Search code examples
pyparsing

Pyparser grammar not parsing correctly


Here is my grammar:

from pyparsing import Combine, Forward, Group, Literal, Optional, Word
from pyparsing import alphas, delimitedList, infixNotation, nums, oneOf, opAssoc,     operatorPrecedence, quotedString, removeQuotes

integer = Combine(Optional(oneOf("+ -")) + Word(nums)).setParseAction(lambda t: int(t[0]))
real = Combine(Optional(oneOf("+ -")) + Word(nums) + "." +     Optional(Word(nums))).setParseAction(
lambda t: float(t[0]))
variable = Word(alphas)
qs = quotedString.setParseAction(removeQuotes)
lt_brac = Literal('[').suppress()
rt_brac = Literal(']').suppress()

exp_op = Literal('^')
mult_op = oneOf('* /')
plus_op = oneOf('+ -')
relation = oneOf('== != < >')
regex_compare = Literal('~')

function_call = Forward()
operand = function_call | qs | real | integer | variable

expr = operatorPrecedence(operand,
                      [
                          (":", 2, opAssoc.LEFT),
                          (exp_op, 2, opAssoc.RIGHT),
                          (regex_compare, 2, opAssoc.LEFT),
                          (mult_op, 2, opAssoc.LEFT),
                          (plus_op, 2, opAssoc.LEFT),
                          (relation, 2, opAssoc.LEFT)
                      ])

bool_operand = expr
bool_expr = infixNotation(bool_operand,
                      [
                          ("not", 1, opAssoc.RIGHT),
                          ("and", 2, opAssoc.LEFT),
                          ("or", 2, opAssoc.LEFT),
                          ])

function_param = function_call | expr | variable | integer | real
function_call <<= Group(variable + lt_brac + Group(Optional(delimitedList(function_param))) + rt_brac)

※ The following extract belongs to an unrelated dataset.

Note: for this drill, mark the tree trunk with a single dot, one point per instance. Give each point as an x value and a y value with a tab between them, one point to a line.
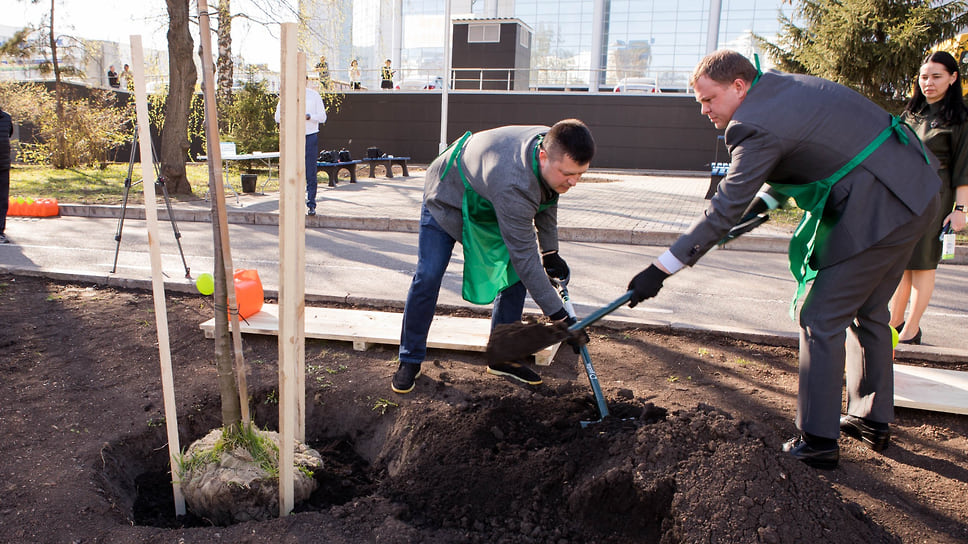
181	66
59	158
224	65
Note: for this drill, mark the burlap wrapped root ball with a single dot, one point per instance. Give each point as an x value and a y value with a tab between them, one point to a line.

final_expr = Group(function_call | bool_expr | expr  )
final_expr.enablePackrat()


def parse(expression):
    return final_expr.parseString(expression)

The above grammar is suppose to parse arithmetic expression, relations statements like (<, >, !=, ==) the operands can be arithmetic expressions, bool expression ( or, and, not) the operands can be arithmetic or relational statement.

The grammar supports functions in the form of []. Params can be arithmetic expression.

This works fine in most cases. However I have the following question, using the above grammar when I try to parse

print(parse(""abs[abc:sec - abc:sge] > 1")

I get the following output

[[['abs', [[['abc', ':', 'sec'], '-', ['abc', ':', 'sge']]]]]]

Why is the ' > 1' ignored?


Solution

  • It's ignored because of this definition of final_expr:

    final_expr = Group(function_call | bool_expr | expr  )
    

    Why do you define this expression this way? An expr is a simple bool_expr, and a function_call is a simple expr. Just do this:

    final_expr = bool_expr
    

    And you'll parse your given expression as:

    [[['abs', [[['abc', ':', 'sec'], '-', ['abc', ':', 'sge']]]], '>', 1]]